The United Kingdom authorized Pfizer’s coronavirus vaccine on Wednesday, becoming the first country to authorize a fully tested vaccine, although Russia and China have already approved vaccines without large-scale testing. America has agreed to a pre-purchase of 100 million doses of the vaccine from Pfizer, with an option to purchase a further 500 million doses. Currently Pfizer’s planned 2020 rollout has been slowed by supply chain issues, but the company still intends to deliver on its original plan to distribute more than one billion doses in 2021.
America’s vaccine approval process is much more rigorous than the United Kingdom’s, as the UK’s system relies more on pharmaceutical companies’ own data, while American regulators independently verify the data. Despite this more drawn-out process, the Pfizer vaccine may be approved at a Dec. 10 meeting of outside experts. Meanwhile Moderna is applying to the U.S. Food and Drug Administration for emergency approval of its RNA COVID-19 vaccine. If the latter is granted, that vaccine could go into use as early as Dec. 21.
In other news, the Centers for Disease Control (CDC) have issued new, less restrictive guidelines regarding quarantine periods. Previously the CDC recommended that everyone exposed to someone with COVID-19 should quarantine for at least 14 days. The CDC now says anyone who has not developed symptoms can end their quarantine after 10 days, while those who have no symptoms and a negative COVID test can resume their lives after just seven days, CNBC reports.
These two developments provide a light at the end of the tunnel. First, the availability of a vaccine will bring us over what many pandemic experts have long claimed is the final threshold we must cross before resuming our normal lives. The newly revised quarantine guidelines also promise to be the first step toward the pre-pandemic American way of life.

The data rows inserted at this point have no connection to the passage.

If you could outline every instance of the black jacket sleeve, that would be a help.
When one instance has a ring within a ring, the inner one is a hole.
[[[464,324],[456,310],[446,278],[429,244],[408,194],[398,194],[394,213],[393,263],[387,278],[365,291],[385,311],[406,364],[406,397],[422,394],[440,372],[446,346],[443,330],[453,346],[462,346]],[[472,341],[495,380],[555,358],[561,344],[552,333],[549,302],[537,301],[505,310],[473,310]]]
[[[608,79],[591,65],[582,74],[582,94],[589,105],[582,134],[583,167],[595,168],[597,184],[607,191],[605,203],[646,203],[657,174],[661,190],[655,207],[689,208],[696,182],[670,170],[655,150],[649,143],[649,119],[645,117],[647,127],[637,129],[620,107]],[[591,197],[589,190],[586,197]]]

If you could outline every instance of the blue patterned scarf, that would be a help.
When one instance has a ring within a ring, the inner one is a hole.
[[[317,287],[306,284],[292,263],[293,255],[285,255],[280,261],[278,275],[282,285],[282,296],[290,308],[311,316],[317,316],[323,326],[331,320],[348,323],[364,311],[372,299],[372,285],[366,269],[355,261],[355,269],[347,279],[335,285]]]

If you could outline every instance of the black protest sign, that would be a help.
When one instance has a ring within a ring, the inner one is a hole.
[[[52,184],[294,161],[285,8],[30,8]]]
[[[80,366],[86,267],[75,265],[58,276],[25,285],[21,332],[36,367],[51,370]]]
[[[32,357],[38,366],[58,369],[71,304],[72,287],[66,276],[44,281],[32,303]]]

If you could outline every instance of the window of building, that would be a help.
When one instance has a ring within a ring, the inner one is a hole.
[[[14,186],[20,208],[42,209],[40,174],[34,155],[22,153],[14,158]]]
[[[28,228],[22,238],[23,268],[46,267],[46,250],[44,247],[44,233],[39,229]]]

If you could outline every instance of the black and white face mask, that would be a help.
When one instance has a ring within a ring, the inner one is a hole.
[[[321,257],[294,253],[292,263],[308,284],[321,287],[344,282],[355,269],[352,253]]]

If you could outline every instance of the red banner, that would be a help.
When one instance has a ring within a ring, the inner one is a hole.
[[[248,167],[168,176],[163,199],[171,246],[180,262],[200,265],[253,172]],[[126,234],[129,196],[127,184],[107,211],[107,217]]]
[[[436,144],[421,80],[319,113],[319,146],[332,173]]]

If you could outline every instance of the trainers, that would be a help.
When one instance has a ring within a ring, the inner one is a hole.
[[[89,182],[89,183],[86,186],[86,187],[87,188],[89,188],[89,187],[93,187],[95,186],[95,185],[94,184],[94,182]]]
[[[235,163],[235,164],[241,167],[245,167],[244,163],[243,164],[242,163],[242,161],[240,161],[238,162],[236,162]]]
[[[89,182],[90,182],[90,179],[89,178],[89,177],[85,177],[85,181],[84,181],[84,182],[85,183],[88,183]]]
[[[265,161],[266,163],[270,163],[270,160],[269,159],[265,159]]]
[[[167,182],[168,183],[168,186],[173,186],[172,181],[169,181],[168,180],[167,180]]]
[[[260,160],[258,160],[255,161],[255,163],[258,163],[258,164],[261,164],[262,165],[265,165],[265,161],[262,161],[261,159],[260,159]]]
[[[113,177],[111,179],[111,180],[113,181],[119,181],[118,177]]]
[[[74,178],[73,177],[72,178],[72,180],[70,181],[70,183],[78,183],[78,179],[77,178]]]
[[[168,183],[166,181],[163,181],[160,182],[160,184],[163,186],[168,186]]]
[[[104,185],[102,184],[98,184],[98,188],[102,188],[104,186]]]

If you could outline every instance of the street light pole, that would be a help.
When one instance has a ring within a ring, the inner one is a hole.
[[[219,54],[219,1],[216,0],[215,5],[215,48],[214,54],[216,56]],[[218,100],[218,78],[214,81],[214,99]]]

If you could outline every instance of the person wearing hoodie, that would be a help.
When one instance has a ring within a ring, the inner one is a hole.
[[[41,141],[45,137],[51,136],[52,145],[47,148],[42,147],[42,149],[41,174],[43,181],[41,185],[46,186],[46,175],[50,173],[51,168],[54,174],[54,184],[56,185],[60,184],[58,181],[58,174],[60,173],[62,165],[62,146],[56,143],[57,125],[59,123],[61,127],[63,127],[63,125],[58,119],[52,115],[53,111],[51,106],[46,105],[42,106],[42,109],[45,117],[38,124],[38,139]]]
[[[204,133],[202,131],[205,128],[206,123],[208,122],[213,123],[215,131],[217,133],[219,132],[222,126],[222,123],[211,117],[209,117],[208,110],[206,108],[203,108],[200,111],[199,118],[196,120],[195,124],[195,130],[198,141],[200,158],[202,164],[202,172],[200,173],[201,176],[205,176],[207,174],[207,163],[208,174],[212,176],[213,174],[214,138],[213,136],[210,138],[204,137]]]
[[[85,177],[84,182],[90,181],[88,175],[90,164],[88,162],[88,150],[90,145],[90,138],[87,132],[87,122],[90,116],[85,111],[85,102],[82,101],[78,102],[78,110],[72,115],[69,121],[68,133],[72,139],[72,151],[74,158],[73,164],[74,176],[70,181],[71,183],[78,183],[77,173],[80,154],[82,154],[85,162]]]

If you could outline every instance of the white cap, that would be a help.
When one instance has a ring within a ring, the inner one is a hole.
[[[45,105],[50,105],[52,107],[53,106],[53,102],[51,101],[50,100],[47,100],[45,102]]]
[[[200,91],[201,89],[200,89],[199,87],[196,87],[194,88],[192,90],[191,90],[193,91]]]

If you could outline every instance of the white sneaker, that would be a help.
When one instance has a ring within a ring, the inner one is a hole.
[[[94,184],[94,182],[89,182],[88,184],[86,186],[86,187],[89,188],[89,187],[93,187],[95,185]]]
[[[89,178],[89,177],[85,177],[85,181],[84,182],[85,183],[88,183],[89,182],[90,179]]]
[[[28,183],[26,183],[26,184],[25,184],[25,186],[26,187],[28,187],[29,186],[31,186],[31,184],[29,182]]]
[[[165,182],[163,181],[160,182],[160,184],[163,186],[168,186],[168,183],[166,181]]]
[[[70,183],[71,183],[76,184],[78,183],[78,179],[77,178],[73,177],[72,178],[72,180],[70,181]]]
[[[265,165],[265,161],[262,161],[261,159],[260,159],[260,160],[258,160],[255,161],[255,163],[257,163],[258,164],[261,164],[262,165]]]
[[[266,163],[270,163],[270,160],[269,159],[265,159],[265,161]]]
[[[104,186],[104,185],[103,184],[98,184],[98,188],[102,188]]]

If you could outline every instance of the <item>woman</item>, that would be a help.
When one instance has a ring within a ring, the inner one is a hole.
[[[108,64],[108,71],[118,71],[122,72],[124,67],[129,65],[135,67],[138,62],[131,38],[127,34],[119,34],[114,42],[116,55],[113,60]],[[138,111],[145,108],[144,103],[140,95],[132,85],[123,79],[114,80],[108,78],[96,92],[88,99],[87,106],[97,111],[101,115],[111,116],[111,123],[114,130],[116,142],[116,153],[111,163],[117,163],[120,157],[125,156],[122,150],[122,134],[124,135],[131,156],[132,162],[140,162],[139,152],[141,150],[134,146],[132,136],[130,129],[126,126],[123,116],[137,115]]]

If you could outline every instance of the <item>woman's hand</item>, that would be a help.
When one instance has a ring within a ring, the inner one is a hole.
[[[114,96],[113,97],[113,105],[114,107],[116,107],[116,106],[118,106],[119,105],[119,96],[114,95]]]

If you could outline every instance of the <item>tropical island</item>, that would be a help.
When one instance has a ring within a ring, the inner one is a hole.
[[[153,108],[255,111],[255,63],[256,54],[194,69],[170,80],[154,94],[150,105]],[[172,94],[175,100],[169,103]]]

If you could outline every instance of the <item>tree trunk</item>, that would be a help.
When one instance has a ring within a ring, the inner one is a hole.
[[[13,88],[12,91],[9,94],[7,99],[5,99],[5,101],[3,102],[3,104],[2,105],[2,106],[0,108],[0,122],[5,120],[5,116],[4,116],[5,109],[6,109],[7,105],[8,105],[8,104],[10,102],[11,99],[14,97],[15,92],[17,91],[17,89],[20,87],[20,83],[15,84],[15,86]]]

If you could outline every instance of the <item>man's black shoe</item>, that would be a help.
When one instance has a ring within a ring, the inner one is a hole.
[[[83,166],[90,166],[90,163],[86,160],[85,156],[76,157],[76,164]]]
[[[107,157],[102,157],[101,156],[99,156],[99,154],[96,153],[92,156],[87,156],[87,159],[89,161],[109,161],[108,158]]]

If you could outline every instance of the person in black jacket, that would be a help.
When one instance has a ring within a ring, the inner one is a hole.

Given the detrimental effects of the virus and lockdowns, the arrival of vaccines should be encouraging, for they remove the last rhetorical tool of the micro-managing politicians who seek to control every aspect of our work, social, and even family lives. If the availability of a vaccine is not enough to end the shutdowns, then nothing is, and the American people will then quickly resume their normal lives even without government’s say so.
The government mandated COVID-19 lockdowns have devastated the American public, and the world at large. From April to October, personal income fell by nearly $1.4 trillion. The U.S. unemployment rate fluctuated between 3.5 and 3.6 percent between September 2019 and February 2020, the former the lowest unemployment rate since December 1969. But this unemployment rate grew to 4.4 percent in April 2020 after the start of the pandemic, peaking at 14.7 percent in May. October’s 6.9 percent unemployment rate, while lower, is still nearly double what it was prior to the lockdowns.
Lockdowns have also caused mental health issues leading to deaths of despair from suicide and drug overdoses. For example, India, which already had one of the highest suicide rates in the world, is estimated to have suffered several thousand additional suicides under some of the most restrictive lockdown measures in the world. In late June of 2020, 40 percent of U.S. adults reported struggling with mental health or substance abuse, a number “considerably elevated” according to the CDC.
Meanwhile children are locked into a season of uncertainty as to when, or if, their schools will reopen. Parents who are still working will have a hard time ensuring their kids complete their virtual lessons, and even then, kids are missing out on a wide variety of social, athletic, and educational opportunities they otherwise would have had.
With the CDC already loosening quarantine guidelines, it seems our leaders can now back off from micromanaging our lives post-vaccine… at least, they should. Right now, however, we can rejoice that it appears America may well be free and returning to normal, the old normal, shortly after the new year arrives.